Canadian inflation slowed in February, largely driven by a significant drop in the price of gas.
Consumer prices were up 1.4% year-over-year in the month, down from 2% in January and largely in line with analysts’ expectations. Meanwhile, in February alone, gas prices fell almost 7%—the seventh consecutive monthly drop in this component—bringing the 12-month drop to just over 13%. Excluding gasoline, prices increased 1.9% year-over-year, after increasing 2% in January.
RBC economist Josh Nye pointed out this trend may not continue.
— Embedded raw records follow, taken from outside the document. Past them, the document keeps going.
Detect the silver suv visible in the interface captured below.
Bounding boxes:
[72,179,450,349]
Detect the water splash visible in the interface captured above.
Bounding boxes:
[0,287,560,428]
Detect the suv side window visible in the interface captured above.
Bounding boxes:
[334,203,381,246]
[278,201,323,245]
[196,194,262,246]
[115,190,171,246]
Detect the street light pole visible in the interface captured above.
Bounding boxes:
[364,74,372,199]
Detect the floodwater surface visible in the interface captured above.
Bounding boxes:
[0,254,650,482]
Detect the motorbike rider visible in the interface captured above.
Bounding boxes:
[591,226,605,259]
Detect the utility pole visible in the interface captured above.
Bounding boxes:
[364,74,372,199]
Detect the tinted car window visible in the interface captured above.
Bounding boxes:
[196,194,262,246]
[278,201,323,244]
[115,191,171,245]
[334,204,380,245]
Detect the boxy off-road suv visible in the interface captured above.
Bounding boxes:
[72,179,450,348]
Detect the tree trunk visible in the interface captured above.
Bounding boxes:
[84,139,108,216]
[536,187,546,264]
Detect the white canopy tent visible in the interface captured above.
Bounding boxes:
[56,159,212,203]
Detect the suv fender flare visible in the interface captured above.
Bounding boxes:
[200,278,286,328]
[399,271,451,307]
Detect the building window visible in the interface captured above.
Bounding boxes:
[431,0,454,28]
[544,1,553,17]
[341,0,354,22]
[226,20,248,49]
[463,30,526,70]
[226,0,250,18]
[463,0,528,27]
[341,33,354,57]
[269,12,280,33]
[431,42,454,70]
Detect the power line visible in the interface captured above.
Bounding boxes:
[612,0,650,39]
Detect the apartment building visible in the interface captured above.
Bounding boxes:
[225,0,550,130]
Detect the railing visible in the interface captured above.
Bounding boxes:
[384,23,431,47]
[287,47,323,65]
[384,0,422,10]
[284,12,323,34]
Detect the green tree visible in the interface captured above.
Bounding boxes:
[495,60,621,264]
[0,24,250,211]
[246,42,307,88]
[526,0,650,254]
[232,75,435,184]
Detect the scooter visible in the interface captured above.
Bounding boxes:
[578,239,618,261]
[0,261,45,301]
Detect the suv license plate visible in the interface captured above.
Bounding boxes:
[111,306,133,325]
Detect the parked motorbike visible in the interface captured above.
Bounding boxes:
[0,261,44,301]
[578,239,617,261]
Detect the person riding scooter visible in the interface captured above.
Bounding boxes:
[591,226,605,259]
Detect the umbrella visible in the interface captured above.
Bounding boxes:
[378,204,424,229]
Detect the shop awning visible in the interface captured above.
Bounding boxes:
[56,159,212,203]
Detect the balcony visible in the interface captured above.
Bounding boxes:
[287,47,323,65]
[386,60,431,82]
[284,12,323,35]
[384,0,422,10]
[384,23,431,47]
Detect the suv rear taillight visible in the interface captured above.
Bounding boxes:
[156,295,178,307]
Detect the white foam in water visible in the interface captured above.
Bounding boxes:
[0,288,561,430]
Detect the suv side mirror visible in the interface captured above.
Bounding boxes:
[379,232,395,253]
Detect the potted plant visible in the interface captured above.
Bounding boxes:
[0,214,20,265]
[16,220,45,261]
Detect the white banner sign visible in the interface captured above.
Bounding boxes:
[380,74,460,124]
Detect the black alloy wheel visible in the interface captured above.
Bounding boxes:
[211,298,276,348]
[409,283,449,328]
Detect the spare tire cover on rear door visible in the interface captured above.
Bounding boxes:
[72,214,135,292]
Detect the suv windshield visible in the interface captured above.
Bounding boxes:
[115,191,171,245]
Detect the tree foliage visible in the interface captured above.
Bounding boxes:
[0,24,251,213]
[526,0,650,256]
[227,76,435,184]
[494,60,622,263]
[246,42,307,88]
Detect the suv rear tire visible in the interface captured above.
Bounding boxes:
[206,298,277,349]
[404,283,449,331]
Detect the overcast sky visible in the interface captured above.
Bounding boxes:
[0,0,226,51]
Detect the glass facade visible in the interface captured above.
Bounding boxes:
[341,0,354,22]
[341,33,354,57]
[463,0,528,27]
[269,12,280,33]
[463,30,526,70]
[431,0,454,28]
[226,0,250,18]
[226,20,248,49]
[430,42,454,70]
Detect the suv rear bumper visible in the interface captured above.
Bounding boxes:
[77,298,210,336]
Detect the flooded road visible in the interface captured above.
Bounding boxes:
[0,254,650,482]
“Recent gains in oil prices, if sustained, should put upward pressure on gasoline prices in the near term; however, larger increases in the first half of 2015 point to the energy component remaining a drag on overall year-over-year inflation in the coming months,” Nye said in a note to investors.
Food prices continued their upward trend in February with a 3.9% year-over-year increase driven by a 14.4% gain in the price of fruit and a 17.2% increase for vegetables. On the other hand, clothing prices fell 1.3% in the month.
Core inflation increased 1.9%, down a tick from January.
“That’s only the second time in the past 18 months that core has been below 2%, and it could stay just below that mark for a while with the loonie suddenly on steroids and underlying soft growth,” said BMO Capital Markets’ Douglas Porter.
In British Columbia, prices increased 1.6% in the month and 0.1% year-over-year.
Dina Ignjatovic, economist at TD Economics, said because the core measure is expected to stay close to the Bank of Canada’s 2% target throughout the year, “inflation in Canada is not worrisome.”
“Despite economic growth tracking over 2% for the first quarter of 2016 thanks to a strong handoff, growth for the year as a whole is expected to be modest, as the economy continues to adjust to a lower oil price environment,” Ignjatovic said in a note to investors.
“As such, the current level of monetary policy appears to be appropriate, and the Bank of Canada is unlikely to move off the sidelines [with a change to the overnight rate] in the foreseeable future.”
In a separate release, Statistics Canada announced retail sales increased 2.1% in January, or 1.2% excluding autos. This increase offset a decline in December.
“Recall, however, that [retail sales in] November were also strong, so December now looks like a weak month sandwiched between two healthy ones,” said Avery Shenfeld of CIBC Economics.
“The January gains were broadly based, with a drop in nominal gas station sales a key exception. Huge year-on-year gains in B.C. [up 9%] and Ontario [up 9.4%] countered the 12-month drop in Alberta [2.2%].”
The Canadian dollar remained over 77 cents U.S. on the morning’s news releases, trading at 77.04 cents as of press time.